The plane is bound for Miami but crashes soon after takeoff. Dutch realizes that his wife was on the plane, but strangely, Peyton's employer has no record of Peyton sent to work in Miami by her employer. The airline has no record of her. Dutch assumes that his wife was on the plane as some other man's wife. He concludes that she was having an affair. Representatives from Southern Airlines, whose airline was involved in a crash, show up at Dutch's door. His investigation turns up that Peyton was sitting next to Kay Chandler's husband.

Suspicious of the affair, Dutch meets with Kay to see if she knew about their spouses' relationship. Kay is concerned about the publicity of a scandal during a re-election campaign. Kay is not willing to talk to Dutch and asks him to leave her alone. Undeterred, Dutch pushes on with his investigation, goes to Miami and visits the hotel where he not only discovers that his wife was planning on check in, but that Kay had changed her mind and followed him, wishing to uncover the truth about her husband.

The two begin to talk about their lives and their relationships, including their spouses' infidelity. Kay discusses the possibility of withdrawing from the campaign. They fly back home and share a kiss before parting company. A few days later, Dutch goes to one of Kay's campaign fundraisers and convinces her not to drop out of the race.

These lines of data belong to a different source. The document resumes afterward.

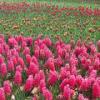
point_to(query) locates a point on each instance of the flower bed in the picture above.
(40, 69)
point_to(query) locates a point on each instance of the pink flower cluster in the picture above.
(74, 68)
(48, 8)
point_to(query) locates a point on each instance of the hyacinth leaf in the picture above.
(20, 95)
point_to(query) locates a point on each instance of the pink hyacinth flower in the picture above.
(3, 70)
(96, 90)
(52, 78)
(47, 94)
(2, 94)
(7, 87)
(18, 78)
(29, 84)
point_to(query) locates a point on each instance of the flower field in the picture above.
(49, 51)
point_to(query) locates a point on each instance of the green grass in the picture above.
(61, 2)
(50, 25)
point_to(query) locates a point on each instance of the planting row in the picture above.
(48, 8)
(39, 69)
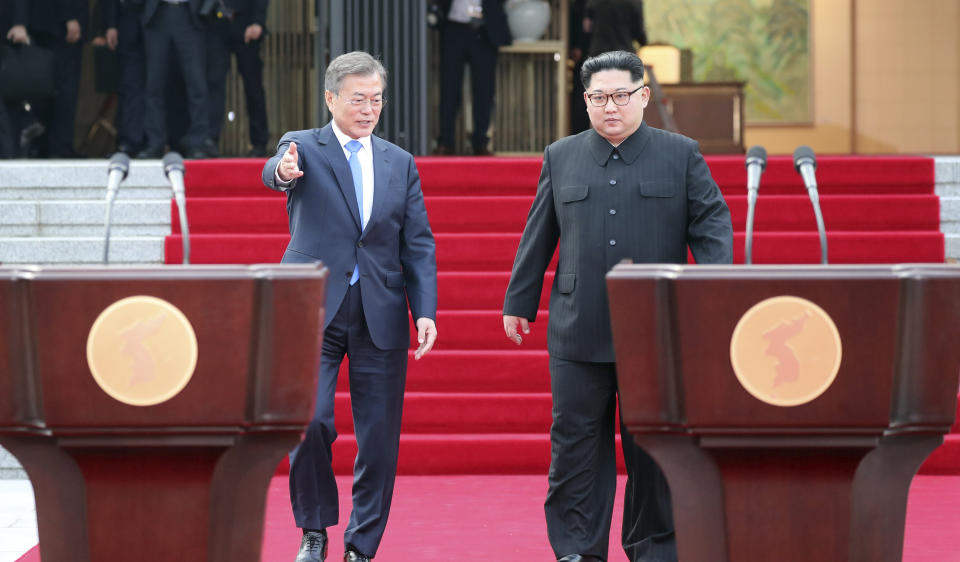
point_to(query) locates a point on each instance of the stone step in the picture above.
(80, 250)
(84, 218)
(49, 180)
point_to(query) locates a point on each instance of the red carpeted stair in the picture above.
(477, 404)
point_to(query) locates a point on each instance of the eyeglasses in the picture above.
(619, 98)
(375, 103)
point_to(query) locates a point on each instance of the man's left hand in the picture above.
(426, 335)
(73, 31)
(252, 33)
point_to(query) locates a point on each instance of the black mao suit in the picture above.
(462, 44)
(646, 200)
(367, 321)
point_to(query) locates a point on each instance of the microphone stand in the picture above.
(815, 200)
(119, 164)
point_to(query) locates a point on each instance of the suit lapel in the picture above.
(381, 178)
(333, 152)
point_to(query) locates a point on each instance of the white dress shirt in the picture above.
(365, 155)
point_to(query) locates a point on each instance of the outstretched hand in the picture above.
(426, 335)
(513, 325)
(289, 170)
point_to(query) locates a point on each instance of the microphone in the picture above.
(806, 164)
(117, 171)
(756, 164)
(174, 169)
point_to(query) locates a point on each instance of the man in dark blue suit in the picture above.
(472, 32)
(354, 202)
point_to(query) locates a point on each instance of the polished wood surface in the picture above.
(181, 480)
(825, 480)
(710, 112)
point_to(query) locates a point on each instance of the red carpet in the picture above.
(442, 518)
(477, 404)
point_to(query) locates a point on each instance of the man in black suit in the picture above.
(125, 35)
(472, 31)
(238, 29)
(614, 25)
(57, 25)
(621, 190)
(176, 25)
(355, 203)
(13, 18)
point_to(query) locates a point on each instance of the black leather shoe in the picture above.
(313, 547)
(151, 152)
(352, 555)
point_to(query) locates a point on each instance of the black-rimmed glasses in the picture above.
(619, 98)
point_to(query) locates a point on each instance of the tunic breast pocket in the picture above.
(573, 193)
(657, 189)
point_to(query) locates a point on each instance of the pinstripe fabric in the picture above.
(646, 201)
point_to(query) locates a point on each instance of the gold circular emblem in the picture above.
(142, 350)
(786, 351)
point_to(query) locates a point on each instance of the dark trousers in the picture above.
(58, 114)
(583, 473)
(7, 149)
(461, 44)
(226, 38)
(130, 97)
(172, 26)
(377, 379)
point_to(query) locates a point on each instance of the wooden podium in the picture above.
(150, 406)
(789, 407)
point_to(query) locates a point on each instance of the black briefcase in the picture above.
(106, 70)
(27, 72)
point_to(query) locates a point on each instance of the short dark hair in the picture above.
(355, 63)
(612, 60)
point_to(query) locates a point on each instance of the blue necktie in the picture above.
(354, 146)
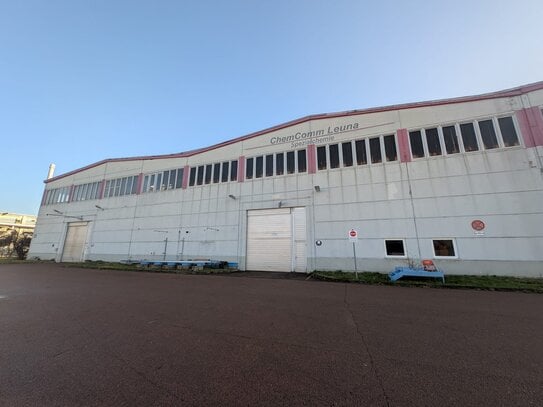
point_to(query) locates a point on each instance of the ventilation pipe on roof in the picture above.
(51, 171)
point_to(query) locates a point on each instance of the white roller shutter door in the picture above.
(74, 244)
(276, 240)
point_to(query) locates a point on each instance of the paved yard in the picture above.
(86, 337)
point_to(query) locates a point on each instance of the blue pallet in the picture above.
(400, 272)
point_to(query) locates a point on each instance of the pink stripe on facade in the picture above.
(311, 159)
(101, 190)
(186, 170)
(43, 197)
(403, 145)
(71, 194)
(139, 184)
(535, 119)
(241, 168)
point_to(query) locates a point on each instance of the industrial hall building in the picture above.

Dutch invites Kay to visit him at his cabin near Chesapeake Bay. Initially hesitant, she goes a few days later. The couple spends more time getting to know each other and eventually have sex. However, Dutch is still obsessed about his wife's infidelity and comments that he believes that their spouses may have had an apartment together. Kay encourages him to move on with his life and to let it go.

The stress of his wife's death and affair begins to wear on Dutch. He loses his composure with another police officer and assaults him, leading to his suspension from work. Dutch and Kay separately discover the location of the apartment, but as he finds Kay cleaning out the apartment, they argue with each other before Kay leaves. Dutch chases her into the street in the hopes that he can make amends. However, Dutch is shot by the suspect in his criminal investigation.

Dutch survives the shooting, and the suspect is caught and arrested. The criminal investigation reveals the connection between Dutch and Kay to the world, and the media begins investigating. With rumors about their relationship growing, Kay decides to publicly confirm that she and Dutch are friends, thus leading her to lose her bid for re-election, while Dutch receives his promotion. Kay decides to leave Washington and move back home.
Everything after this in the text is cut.